|Description:||Rabbit polyclonal antibody to INF2.|
|Dilutions:||WB 1:500 - 1:1000|
|Immunogen:||Recombinant protein of human INF2|
|Protein Length:||1249 (234)|
|Formulation:||PBS with 0.02% sodium azide, 50% glycerol, pH7.3.|
|Storage:||Store at -20℃. Avoid freeze / thaw cycles.|
Target (Information from UniProt)
|Function:||Severs actin filaments and accelerates their polymerization and depolymerization.|
|Tissue Specificity:||Widely expressed. In the kidney, expression is apparent in podocytes and some tubule cells.|
|Involvement in Disease:||Focal segmental glomerulosclerosis 5: A renal pathology defined by the presence of segmental sclerosis in glomeruli and resulting in proteinuria, reduced glomerular filtration rate and progressive decline in renal function. Renal insufficiency often progresses to end-stage renal disease, a highly morbid state requiring either dialysis therapy or kidney transplantation.

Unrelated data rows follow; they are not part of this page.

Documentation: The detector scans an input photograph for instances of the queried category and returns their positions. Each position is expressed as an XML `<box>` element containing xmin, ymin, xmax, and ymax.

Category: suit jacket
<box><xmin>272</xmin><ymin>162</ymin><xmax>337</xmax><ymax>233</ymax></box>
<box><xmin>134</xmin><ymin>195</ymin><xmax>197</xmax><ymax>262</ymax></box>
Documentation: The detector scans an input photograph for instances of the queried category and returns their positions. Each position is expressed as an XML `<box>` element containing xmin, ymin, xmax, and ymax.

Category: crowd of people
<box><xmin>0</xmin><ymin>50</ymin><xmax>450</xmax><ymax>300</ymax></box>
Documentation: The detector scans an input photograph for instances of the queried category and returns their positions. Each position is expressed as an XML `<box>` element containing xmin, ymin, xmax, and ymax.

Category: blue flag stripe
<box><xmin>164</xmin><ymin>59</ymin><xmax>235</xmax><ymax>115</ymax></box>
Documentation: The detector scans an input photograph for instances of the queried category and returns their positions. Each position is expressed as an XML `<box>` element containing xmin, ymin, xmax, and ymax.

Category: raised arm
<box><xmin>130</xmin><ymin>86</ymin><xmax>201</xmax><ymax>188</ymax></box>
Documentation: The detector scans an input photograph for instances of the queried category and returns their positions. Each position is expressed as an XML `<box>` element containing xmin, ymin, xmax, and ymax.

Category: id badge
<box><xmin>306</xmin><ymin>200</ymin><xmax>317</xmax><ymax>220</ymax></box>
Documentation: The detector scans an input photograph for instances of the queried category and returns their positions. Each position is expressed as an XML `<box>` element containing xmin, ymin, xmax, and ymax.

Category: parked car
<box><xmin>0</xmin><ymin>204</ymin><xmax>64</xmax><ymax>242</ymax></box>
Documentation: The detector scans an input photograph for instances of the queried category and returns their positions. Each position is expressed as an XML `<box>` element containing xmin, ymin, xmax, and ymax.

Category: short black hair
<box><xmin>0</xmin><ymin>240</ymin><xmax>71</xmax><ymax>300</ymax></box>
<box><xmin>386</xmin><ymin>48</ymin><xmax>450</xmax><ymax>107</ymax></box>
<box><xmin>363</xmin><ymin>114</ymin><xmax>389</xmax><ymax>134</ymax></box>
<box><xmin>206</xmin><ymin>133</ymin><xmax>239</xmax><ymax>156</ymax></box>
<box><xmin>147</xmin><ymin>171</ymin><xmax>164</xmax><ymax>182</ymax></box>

Charcot-Marie-Tooth disease, dominant, intermediate type, E: A form of Charcot-Marie-Tooth disease, a disorder of the peripheral nervous system, characterized by progressive weakness and atrophy, initially of the peroneal muscles and later of the distal muscles of the arms. The dominant intermediate type E is characterized by clinical and pathologic features intermediate between demyelinating and axonal peripheral neuropathies, and motor median nerve conduction velocities ranging from 25 to 45 m/sec. Patients additionally manifest focal segmental glomerulonephritis, proteinuria, progression to end-stage renal disease, and a characteristic histologic pattern on renal biopsy.
|Sequence Similarities:||Belongs to the formin homology family.|
|Cellular Location:||Cytoplasm > Perinuclear region.|
HBEAG binding protein 2 binding protein C Antibody
HBEBP2 binding protein C Antibody
HBEBP2-binding protein C Antibody
INF 2 Antibody
Inverted formin 2 Antibody
Inverted formin FH2 and WH2 domain containing Antibody
Inverted formin-2 Antibody
Western blot analysis of extracts of various cells, using INF2 antibody.